Was Aunty Carrie a serial killer on a poisoning spree? Officers found traces of thallium in the pocket of the dress she’d been wearing.
And when investigators exhumed several bodies, they found traces of thallium in two. When Detective Sergeant Don Fergusson broke the news, cool Aunty Carrie replied, ‘Fancy that!’
Other potential victims had been cremated and could not be tested for poison. But at an inquest, witnesses recalled Aunty Carrie bringing them drinks, and how eager she was to help prepare food and tea. The coroner found Aunty Carrie responsible for several deaths. In May 1953, she was arrested and charged with four counts of murder and three of attempted murder.
But while police believed a strong circumstantial case existed to convict her, they only proceeded with the charge of attempting to murder Eveline Lundberg. That October, Caroline Grills, 63, appeared at the Central Criminal Court and pleaded not guilty.
Crown Prosecutor Mick Rooney, QC, alleged she was ‘a killer who poisoned for sport, for fun, for the kicks she got out of it, for the hell of it, for the thrill that she and she alone in the world knew the cause of the victims’ suffering.’
Maintaining her innocence throughout, Aunty Carrie claimed detectives pressured her relations to convict her. During the trial she smiled constantly, even bursting into fits of laughter.
The behaviour earned her the reputation of being heartless and malevolent.
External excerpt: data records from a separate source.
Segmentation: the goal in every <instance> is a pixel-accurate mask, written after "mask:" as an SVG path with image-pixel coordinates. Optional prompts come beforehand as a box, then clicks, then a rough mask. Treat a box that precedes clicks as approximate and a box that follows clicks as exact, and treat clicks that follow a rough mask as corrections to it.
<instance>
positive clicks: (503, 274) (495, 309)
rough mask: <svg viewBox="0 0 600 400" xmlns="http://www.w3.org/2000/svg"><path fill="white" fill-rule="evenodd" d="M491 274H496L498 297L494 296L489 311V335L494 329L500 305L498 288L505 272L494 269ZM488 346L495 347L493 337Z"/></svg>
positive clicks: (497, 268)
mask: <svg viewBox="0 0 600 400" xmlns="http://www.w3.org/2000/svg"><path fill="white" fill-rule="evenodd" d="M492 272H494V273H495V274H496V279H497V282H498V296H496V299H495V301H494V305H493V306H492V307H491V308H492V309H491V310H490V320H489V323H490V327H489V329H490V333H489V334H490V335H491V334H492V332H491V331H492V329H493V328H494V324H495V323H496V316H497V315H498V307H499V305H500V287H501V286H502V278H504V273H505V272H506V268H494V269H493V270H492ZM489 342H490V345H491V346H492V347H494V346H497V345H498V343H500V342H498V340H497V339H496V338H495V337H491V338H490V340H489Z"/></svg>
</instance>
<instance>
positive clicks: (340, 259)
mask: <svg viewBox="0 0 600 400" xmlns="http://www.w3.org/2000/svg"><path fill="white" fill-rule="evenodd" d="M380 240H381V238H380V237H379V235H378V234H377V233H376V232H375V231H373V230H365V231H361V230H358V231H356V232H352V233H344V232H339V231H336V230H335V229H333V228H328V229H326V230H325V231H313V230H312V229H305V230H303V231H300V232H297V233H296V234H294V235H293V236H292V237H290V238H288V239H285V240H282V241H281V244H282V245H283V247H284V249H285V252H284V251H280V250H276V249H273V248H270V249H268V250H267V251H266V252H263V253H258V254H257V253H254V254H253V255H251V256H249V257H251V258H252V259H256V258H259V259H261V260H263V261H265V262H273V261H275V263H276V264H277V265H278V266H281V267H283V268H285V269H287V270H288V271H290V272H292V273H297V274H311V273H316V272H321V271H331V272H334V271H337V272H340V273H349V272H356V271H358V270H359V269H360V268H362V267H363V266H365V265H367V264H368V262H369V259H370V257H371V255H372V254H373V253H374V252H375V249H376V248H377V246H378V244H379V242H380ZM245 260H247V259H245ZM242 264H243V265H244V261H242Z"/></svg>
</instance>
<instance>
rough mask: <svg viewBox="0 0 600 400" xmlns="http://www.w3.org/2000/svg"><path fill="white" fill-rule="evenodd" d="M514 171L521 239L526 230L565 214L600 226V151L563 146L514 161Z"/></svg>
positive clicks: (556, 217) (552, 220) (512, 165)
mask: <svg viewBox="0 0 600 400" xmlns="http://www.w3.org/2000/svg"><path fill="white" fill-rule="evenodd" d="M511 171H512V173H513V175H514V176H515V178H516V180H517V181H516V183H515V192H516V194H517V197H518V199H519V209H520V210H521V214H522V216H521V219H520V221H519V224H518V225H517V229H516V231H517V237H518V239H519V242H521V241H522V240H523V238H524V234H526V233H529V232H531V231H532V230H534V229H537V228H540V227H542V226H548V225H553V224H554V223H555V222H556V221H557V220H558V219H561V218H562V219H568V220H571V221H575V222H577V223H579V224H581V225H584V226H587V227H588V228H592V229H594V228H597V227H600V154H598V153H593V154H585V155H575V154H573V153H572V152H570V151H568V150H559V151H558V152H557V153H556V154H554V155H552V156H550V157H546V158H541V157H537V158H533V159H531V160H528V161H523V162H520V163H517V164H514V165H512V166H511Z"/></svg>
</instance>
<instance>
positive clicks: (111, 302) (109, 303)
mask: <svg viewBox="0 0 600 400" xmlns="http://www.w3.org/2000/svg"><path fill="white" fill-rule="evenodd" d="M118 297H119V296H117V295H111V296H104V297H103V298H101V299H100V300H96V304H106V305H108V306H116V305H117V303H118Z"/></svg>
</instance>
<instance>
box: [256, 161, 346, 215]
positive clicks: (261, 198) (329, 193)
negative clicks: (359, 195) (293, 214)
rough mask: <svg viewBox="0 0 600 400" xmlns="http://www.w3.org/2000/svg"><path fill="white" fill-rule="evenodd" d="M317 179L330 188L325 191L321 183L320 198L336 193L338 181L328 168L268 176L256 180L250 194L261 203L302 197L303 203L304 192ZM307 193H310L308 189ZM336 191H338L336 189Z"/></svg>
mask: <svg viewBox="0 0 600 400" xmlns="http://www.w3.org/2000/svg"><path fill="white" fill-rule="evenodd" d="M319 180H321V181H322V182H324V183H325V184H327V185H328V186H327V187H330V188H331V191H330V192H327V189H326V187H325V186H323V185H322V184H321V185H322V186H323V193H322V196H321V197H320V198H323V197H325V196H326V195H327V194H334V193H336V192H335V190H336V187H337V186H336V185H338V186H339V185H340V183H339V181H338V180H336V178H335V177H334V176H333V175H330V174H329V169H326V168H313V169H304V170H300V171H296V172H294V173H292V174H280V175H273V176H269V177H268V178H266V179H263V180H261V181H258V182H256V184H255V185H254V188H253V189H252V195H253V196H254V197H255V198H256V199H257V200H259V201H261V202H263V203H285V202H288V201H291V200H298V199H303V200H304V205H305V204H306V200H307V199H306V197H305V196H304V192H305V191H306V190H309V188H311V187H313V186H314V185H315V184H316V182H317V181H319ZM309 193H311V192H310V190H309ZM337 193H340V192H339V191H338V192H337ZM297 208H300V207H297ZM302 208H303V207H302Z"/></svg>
And once all the evidence had been heard, the jury took just 12 minutes to nd her guilty.
‘I helped to live, not to kill,’ she declared.
The judge handed down the death sentence and said, ‘under the guise of friendship and loving kindness, but with apparent motiveless malignity, you administered poison to Mrs Lundberg, condemning her to at least a life of blindness and possibly death.’
Caroline’s husband Richard supported her throughout the trial.
‘Carrie!’ he yelled, as she was being led away.
Soon afterwards thallium was banned from sale. On appeal, her death sentence was later commuted to life in prison. In Long Bay jail she acted as a maternal figure to the other inmates. There, Aunty Carrie became known as Aunt Thally, after the type of poison she’d used. In 1960, she was rushed to hospital and died of a ruptured ulcer – taking her motive to her grave. To this day, no-one really knows why the great-grandmother used her treats for murder.